Texas law to punish alleged censorship on social media is pending an appeal to the US Supreme Court. But Texas secessionists are trying to use the law in a class-action lawsuit against Facebook’s parent company.
The Texas Nationalist Movement and its president, Daniel Miller, are seeking an injunction against Meta Platforms under House Bill 20, saying Meta’s ban on posts including a link to its website is illegal censorship.
“Plaintiffs suffer immediate and irreparable harm every day that Meta continues to censor Plaintiffs,” the plaintiffs’ petition said. “And as the United States Supreme Court and the Fifth Circuit have both held,”[t]The loss of First Amendment freedoms, even for minimal periods of time, arguably constitutes irreparable harm.”
The problem for the plaintiffs is that US 5Th The Circuit Court of Appeals has stayed enforcement of HB 20 pending an appeal to the US Supreme Court by two trade groups representing major social media platforms – NetChoice and the Computer & Communications Industry Association (CCIA). The two entities are suing Texas to overturn HB 20, arguing that the law violates the platforms’ First Amendment right to moderate their own content.
The Texas Nationalist Movement and Miller “are trying to enforce a law that has stalled. The 5Th The circuit stayed the issuance of its mandate, so the law is not in effect right now, said Tom Leatherbury, director of the First Amendment Clinic at Southern Methodist University’s Dedman School of Law.
HB 20 prohibits social media platforms with more than 50 million users from removing an account holder for what it calls “vision discrimination.” Under the law, a banned user can sue a social media platform for reinstatement. If that person cannot find a private attorney, the Texas Attorney General can file a lawsuit on that person’s behalf.
Texas lawmakers passed HB 20 last year after the accounts of several high-profile conservatives, most notably former President Donald Trump, were removed from Twitter and Facebook for what the platforms deemed violations of their terms of service. They argued that social media platforms are the equivalent of common carriers such as telephone service and cable service providers. As such, they are subject to regulation.
From Leatherbury’s perspective, the Texas Nationalist Movement’s lawsuit proves “only that HB 20 will make the Internet virtually ungovernable, because platforms like Meta will not be able to enforce their terms of service. They will not be able to moderate content with impunity as they can now under Section 230 (in Communications Decency Act).”
Leatherbury disagrees with the verdict of the 5Th Circuit. He agrees with a contrary decision of the 11thTh Circuit Court of Appeals, which struck down a similar social media censorship law passed by Florida. The fact that the two circuits issued conflicting rulings makes it likely that the issue will ultimately have to be resolved by the Supreme Court.
“About 5Th The circuit’s decision i NetChoice (v. Paxton) stands,” Leatherbury said, “I think this lawsuit (by the Texas Nationalist Movement) is just the tip of the iceberg in terms of the kind of lawsuits you’re going to see filed against the biggest platforms subject to the law. And I think that’s a real shame, and I think the First Amendment is worse for it.”

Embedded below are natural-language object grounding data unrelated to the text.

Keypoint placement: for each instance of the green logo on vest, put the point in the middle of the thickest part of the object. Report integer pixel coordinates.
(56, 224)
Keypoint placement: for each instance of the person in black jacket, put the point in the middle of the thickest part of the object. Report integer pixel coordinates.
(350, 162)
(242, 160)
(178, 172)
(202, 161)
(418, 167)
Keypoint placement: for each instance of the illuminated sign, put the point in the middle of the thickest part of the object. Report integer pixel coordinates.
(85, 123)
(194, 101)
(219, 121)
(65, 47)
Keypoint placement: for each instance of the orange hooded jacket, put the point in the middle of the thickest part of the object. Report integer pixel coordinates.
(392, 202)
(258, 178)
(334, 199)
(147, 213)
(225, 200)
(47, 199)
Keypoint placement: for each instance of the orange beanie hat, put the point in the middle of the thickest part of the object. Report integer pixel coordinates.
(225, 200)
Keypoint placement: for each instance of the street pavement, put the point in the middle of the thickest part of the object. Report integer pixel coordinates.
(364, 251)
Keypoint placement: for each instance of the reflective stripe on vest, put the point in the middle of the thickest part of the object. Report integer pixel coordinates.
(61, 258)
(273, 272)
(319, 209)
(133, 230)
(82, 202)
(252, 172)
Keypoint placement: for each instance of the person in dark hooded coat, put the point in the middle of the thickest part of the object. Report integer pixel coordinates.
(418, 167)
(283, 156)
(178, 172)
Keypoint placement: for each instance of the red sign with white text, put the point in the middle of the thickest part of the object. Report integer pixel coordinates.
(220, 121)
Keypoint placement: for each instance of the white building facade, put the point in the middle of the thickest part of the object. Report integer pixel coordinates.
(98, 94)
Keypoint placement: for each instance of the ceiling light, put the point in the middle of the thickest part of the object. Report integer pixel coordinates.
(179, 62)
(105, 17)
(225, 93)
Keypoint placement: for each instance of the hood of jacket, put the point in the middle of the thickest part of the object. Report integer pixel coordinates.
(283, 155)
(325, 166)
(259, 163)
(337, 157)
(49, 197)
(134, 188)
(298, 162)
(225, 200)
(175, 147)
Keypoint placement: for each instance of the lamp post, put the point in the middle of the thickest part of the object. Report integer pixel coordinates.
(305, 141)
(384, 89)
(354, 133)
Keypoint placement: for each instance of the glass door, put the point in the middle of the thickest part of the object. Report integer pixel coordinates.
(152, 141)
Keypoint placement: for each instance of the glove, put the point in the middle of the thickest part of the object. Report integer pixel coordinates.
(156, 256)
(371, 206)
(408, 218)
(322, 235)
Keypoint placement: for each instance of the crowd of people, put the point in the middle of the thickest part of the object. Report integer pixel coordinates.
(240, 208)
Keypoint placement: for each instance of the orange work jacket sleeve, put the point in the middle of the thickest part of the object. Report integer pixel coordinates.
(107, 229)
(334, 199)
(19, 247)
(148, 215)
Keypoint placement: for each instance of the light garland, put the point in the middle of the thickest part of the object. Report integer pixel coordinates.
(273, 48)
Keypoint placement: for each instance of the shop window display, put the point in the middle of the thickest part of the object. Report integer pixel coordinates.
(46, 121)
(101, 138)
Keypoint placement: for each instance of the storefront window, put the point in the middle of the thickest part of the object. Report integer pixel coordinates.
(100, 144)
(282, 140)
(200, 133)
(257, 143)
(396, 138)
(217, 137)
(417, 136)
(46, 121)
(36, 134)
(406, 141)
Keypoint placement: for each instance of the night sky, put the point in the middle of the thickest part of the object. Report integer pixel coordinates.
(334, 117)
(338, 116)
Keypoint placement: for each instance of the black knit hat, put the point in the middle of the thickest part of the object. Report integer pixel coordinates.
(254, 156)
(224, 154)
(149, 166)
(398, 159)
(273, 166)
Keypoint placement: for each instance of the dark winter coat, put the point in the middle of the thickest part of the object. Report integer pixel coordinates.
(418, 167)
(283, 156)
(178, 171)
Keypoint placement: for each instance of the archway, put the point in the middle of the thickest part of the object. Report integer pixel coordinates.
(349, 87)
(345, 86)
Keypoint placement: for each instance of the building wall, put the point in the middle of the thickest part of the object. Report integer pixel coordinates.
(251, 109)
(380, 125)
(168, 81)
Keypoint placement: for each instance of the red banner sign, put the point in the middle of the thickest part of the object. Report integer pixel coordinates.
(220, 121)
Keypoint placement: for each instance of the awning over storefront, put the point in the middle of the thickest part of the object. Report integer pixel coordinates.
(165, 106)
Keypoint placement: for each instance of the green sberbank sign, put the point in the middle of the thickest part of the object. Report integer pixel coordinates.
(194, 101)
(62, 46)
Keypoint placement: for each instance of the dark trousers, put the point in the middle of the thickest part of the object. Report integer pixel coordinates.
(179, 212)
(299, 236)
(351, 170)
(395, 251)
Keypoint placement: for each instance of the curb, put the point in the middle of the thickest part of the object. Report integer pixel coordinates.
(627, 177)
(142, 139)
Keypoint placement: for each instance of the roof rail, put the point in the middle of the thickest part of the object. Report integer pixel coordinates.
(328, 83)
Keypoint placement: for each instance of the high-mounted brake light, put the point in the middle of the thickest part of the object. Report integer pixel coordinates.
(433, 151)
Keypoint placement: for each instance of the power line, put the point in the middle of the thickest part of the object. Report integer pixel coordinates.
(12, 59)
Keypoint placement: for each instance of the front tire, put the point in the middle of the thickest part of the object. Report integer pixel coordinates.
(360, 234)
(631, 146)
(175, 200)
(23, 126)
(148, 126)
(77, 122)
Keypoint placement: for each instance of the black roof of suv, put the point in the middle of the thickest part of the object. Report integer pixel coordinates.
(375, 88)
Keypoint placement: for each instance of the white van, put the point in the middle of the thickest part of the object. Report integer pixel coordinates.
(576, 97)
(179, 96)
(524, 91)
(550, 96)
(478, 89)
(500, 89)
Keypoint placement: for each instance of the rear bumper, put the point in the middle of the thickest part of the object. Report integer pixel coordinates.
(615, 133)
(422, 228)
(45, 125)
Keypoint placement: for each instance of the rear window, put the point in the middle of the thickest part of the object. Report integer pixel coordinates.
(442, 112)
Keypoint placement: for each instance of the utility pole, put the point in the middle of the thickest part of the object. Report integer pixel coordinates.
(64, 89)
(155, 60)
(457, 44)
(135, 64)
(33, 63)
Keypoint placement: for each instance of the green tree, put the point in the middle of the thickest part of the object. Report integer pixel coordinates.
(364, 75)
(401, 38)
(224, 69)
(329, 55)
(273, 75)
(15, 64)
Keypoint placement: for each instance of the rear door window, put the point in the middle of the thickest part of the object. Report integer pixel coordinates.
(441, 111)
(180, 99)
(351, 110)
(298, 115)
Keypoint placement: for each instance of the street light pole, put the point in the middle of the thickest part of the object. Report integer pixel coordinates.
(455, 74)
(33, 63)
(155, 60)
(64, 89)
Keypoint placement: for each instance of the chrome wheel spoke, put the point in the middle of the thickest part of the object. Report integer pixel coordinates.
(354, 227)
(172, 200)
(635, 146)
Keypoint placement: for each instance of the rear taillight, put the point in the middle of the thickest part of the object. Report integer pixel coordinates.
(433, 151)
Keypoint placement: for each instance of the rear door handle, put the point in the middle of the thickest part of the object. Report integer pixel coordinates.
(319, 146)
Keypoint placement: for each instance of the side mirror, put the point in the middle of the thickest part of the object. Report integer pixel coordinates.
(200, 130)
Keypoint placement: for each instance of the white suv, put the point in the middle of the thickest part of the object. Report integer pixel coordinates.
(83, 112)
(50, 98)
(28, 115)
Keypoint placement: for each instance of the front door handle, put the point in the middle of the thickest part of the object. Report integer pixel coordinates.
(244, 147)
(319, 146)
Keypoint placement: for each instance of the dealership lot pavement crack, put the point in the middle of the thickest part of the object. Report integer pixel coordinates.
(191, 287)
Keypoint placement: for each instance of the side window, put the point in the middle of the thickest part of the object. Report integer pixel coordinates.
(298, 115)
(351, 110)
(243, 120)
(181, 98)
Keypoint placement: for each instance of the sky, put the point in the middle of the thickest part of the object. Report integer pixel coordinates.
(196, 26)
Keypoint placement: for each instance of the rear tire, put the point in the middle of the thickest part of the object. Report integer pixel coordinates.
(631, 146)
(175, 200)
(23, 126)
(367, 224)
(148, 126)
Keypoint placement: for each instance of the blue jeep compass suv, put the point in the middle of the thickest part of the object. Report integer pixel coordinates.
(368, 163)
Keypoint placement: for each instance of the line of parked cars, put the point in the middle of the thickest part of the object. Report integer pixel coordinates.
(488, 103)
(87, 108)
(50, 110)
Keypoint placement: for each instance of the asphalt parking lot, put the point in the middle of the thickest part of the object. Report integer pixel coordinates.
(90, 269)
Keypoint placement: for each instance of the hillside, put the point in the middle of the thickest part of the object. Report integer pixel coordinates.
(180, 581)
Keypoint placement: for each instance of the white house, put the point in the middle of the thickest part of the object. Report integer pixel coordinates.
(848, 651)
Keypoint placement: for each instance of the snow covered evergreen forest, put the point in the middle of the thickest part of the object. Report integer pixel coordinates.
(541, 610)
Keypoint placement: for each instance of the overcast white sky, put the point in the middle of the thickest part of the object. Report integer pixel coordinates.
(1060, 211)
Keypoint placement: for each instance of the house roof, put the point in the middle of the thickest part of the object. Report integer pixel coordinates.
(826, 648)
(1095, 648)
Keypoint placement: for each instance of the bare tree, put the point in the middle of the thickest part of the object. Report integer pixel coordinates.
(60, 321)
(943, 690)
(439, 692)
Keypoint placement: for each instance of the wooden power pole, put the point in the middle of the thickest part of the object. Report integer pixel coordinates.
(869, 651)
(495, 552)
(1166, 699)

Chris Marchese, attorney for NetChoice, agrees. Marchese is one of the attorneys involved in the trade group’s lawsuit against Texas to try to strike down HB 20. He argues that it is the First Amendment rights of social media platforms themselves that are under attack.
“The real risk is that (HB 20) simply allows the worst people in our society to basically exercise a heckler’s veto over the platforms,” Marchese said. “When you disagree with one of their content moderation decisions, you can go to court, and even if you don’t win, you’re still forcing the platform to defend against your lawsuit, and so it’s a distraction. And it implements a real cost for content moderation, and ultimately it will have a negative effect on everyone else who uses the Internet for legitimate reasons.”
Marchese argued that HB 20 and the 5th Circuit’s decision to uphold it knock accepted definitions of free speech and censorship on their heads. Historically, censorship has referred to government restriction of speech.
“This idea that the government can force any private party to host somebody else’s speech, the implications of that are insane,” Marchese said. “Imagine if the government could force The Wall Street Journal to carry a comment from Senator Elizabeth Warren or about The New York Times was forced to carry a comment from Senator Tom Cotton. It boggles the mind to think that a federal court could construe the First Amendment as allowing the government to compel private individuals to do the bidding for others.”